Предшествующее обсуждение, как мы надеемся, ясно и недвусмысленно показало, какие вопросы и какие точки зрения важны для ответа на них. С самого начала стало очевидно, что противопоставление восприятия и предмета развивается из восприятия и уже в нем, что первое содержит в себе компоненты, которые оно непосредственно и инстинктивно не приписывает предмету, как думает обычная рефлексия, а обозначает как свои эффекты на эмпирическое «я». И далее выяснилось, что там, где перцептивные отношения описываются как ошибочные или сомнительные, обнаруживается дальнейшее различие между сознанием и предметом.

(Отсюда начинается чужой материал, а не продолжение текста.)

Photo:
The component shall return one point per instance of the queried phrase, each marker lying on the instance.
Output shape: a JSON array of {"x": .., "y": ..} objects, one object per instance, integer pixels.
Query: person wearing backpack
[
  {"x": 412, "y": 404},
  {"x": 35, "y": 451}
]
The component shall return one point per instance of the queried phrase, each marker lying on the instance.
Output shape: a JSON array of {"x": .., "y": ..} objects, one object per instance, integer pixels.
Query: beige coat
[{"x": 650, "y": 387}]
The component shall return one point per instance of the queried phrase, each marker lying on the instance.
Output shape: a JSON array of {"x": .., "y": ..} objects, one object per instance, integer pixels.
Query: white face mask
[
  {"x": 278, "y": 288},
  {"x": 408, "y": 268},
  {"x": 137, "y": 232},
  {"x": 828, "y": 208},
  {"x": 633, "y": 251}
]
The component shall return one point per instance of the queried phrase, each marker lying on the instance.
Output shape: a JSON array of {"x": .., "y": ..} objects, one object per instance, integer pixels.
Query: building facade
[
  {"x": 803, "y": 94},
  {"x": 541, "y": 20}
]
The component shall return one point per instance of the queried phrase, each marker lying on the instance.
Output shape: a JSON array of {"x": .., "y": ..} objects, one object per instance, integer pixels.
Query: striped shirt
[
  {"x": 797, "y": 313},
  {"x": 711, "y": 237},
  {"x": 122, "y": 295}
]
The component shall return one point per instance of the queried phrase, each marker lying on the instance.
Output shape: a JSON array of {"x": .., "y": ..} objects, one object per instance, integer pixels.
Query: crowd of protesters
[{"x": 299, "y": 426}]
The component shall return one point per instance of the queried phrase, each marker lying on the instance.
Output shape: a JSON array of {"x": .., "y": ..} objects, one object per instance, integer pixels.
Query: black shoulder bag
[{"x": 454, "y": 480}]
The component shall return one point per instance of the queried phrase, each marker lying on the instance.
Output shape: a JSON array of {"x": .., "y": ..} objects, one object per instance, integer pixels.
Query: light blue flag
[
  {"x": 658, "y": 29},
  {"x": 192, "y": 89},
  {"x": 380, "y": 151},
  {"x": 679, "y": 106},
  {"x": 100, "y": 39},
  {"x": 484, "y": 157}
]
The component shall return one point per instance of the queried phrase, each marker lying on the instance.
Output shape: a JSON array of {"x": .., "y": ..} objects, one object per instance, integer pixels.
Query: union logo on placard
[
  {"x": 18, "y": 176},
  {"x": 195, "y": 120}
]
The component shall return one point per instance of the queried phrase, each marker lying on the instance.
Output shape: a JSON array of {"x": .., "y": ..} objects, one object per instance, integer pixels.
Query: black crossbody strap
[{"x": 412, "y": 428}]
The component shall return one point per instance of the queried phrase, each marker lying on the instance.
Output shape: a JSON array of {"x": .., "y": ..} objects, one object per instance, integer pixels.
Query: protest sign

Таким образом, мы имеем совершенно непосредственно в восприятии эти три точки зрения: Таким образом, мы обнаружили подготовленными совершенно непосредственно в восприятии три точки зрения: отношение восприятия к его предмету, отношение к восприятию как предмету, и отношение восприятия к сознанию (его рассмотрение как простого фактора сознания). И наоборот, однако, было показано, что если мы с самого начала исходим из последней точки зрения, то мы не только вводим в двусмысленность все понятие предмета, но и обрываем отсюда мост к изложению восприятия.
Значит, восприятие должно быть отправной точкой! Таков вывод, который, как мне кажется, должен быть сделан из всего этого. Для анализа восприятия сам Кант проделал ценнейшую предварительную работу, которой обычная эмпирика до сих пор уделяет мало внимания.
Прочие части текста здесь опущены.